Montego Bay Pride started in 2015 as a dream born out of a nightmare.
Two years before our first Pride, Dwayne Jones, a 16-year-old homeless trans youth also known as "Gully Queen," went to a public street dance in the city dressed as she identified. While she was partying with a gay friend, a member of Dwayne's church outed her to the crowd. An angry mob quickly formed around Dwayne and turned on her. They stabbed, shot, and ran over Dwayne's body with a car, threw her corpse into nearby bushes, and then went back to dance. Despite countless eyewitness, no one has ever been arrested for Dwayne's murder.
As a result of that brutal killing, members of Montego Bay's LGBTQ+ communities desperately wanted to create a space where we could celebrate our identities and resilience in safety. We also dreamed that our hometown, where many LGBTQ+ Jamaicans are the backbone of our country's vital tourism industry, would finally respect us for who we are.
For four years, our dream was fulfilled. With the support of local and international organizations -- most notably the Canadian HIV/AIDS Legal Network -- our grassroots festival grew from a small, one-day gathering of about 150 individuals at a private villa to a weeklong festival of over 1,500 people. Last year we even managed to hold Jamaica's first-ever public LGBTQ+ Walk for Rights. Despite public threats and an attempt by former mayor Charles Sinclair to shut down our film festival in 2018, we hosted incident free events with police protection.
But this year the reverie died. Responding to an objection to our planned use of the taxpayer-funded Montego Bay Cultural Center, the current mayor, Homer Davis, banned us from the facility. He claimed the presence of LGBTQ+ people would damage the "sacredness" of the venue.
The decision set off a media firestorm, with news stories and op-eds published in major newspapers about Montego Bay Pride almost every day. The public response was overwhelmingly violent; several individuals openly called for the extermination of LGBTQ+ people by any means necessary. Other venues scheduled to hold events in association with Montego Bay Pride immediately started canceling on us, and we were informed by police that they could not provide protection without extreme expense because of the public's open hostility toward the event. Sadly, they could not spare those resources because several parts of the island are already under crime-related states of emergency.

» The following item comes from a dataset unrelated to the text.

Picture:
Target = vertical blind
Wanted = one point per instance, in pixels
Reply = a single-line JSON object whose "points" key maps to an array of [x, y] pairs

The planning committee of Montego Bay Pride, therefore, took the painful decision to cancel Pride. We could not risk the safety of the 3,000 people who we had anticipated to participate in this year's festival.

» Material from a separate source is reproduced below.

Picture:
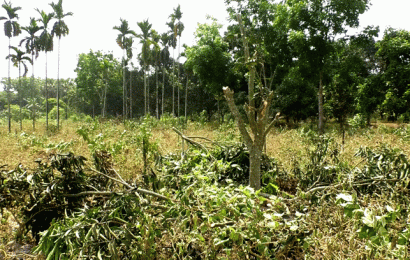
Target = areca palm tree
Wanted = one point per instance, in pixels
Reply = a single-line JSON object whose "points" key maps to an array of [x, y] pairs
{"points": [[173, 36], [46, 45], [11, 29], [155, 60], [165, 40], [60, 29], [179, 27], [33, 47], [145, 40], [124, 40], [18, 60]]}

Those of us who were born in Jamaica or call the country home are left with one conclusion: It is not safe for LGBTQ+ people. The actions of our elected officials only contribute to that insecurity. Just like Dwayne Jones, we are being thrown out onto the streets to face deadly mobs because the city refuses to give us a safe space.
When Montego Bay Pride's organizers asked permission from the management of the Cultural Center to hold a short press conference announcing our cancelation, we were turned down. Since we couldn't use the space, we decided to have our conference in front of the building. As we left the gathering, I was mobbed by angry vendors who circled me, shouted homophobic slurs, and threatened to kill me. I could have been killed right there -- just like Dwayne was -- all because the Cultural Center would not let LGBTQ+ groups in.
Sadly, this is not the first time that I have faced harassment, abuse, and death threats because of my advocacy for LGBTQ+ human rights in Jamaica. I had to flee the country in 2012 when a local paper published an unauthorized photo of my Canadian same-sex wedding and I was inundated with death threats. A student at the university where I taught at the time even published my class schedule in an attempt to encourage violence against me.
As someone who already was forced to leave my home because of who I am and now have to work for LGBTQ+ equality from abroad, I know how important it is to fight for your right to exist. That's why LGBTQ+ organizers are calling for a boycott of the Montego Bay Cultural Center for rejecting our press conference. And until the mayor of Montego Bay comes to his senses and recognizes our right to share space with other citizens, we are urging LGBTQ+ tourists and allies to look elsewhere for their vacations. Finally, we are going to sue Mayor Davis and others for breaches of our constitutional rights to freedom of expression, as well as assembly and association.
As a gay Jamaican lobbying for LGBTQ+ human rights over the last two decades, I had hoped that by now my country's politicians would have moved from opposing equality to -- at the bare minimum -- a position of neutrality. Since this is sadly not the case, I hope that all of us will send a message on our behalf to the mayor of Montego Bay and all Jamaica's elected leaders: If our country doesn't learn from its continued persecution of LGBTQ+ people, Jamaica will watch tourism dollars disappear.